JAPON DEVLERİNDEN TÜRKİYE'YE BÜYÜK İLGİ
Devlet Bakanı Çağlayan, daha sonra firma temsilcileriyle yaptığı görüşmeler hakkında bilgi verdi. Tokyo'daki temasları sırasında Toshiba, Taisei, İtochu, Sumitomo, Aeon ve Mayakewe Başkan ya da üst yöneticileriyle (CEO) bir araya geldiğini aktaran Çağlayan, yıllık cirolarının toplamı 430 milyar doları bulan bu şirketlerin tümünün Türkiye ile yakından ilgilendiklerini ifade etti.

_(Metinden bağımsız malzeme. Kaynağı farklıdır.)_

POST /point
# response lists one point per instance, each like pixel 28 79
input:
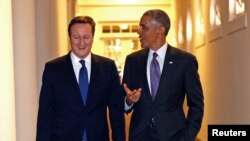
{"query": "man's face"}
pixel 81 39
pixel 148 32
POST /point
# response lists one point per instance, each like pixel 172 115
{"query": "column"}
pixel 26 92
pixel 7 99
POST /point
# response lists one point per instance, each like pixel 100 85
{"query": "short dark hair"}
pixel 82 20
pixel 160 17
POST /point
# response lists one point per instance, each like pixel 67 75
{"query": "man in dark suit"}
pixel 158 113
pixel 63 115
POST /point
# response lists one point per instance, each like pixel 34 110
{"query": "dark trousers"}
pixel 151 134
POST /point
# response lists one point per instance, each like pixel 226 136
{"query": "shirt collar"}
pixel 76 60
pixel 161 51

Toshiba'nın yanı sıra başka Japon firmalarının da Sinop'ta yapılacak nükleer santral için hazırlığa giriştiğini belirten Çağlayan, görüştüğü Japon firmalarıyla ilgili tespitlerini de şöyle anlattı:
“-ITACHI: 1950'de İstanbul'da ilk ofisini açmış. 152 yıllık bir firma ve 135 milyar dolarlık ciroya sahip. Türkiye'de Fatih Köprüsünün yapımında görev almış, Isuzu arabalarıyla ilgili yatırımı var. Itachi, öncelikle 3. Boğaz Köprüsü ve Körfez Geçiş Köprüsüyle yakından ilgileniyor. Bu konuyu gündeme getirdiler. Körfez Geçişi konusunda konsorsiyum firmalarıyla görüşmelerini önerdim. Bu firma, (Nükleer santral işinde biz de varız) dedi. Türkiye'den limon ve kiraz alımı konusunda da görüşmelerde bulunuyorlar. Türkiye'den greyfurt ithalatı için de çalışma yapıyorlar.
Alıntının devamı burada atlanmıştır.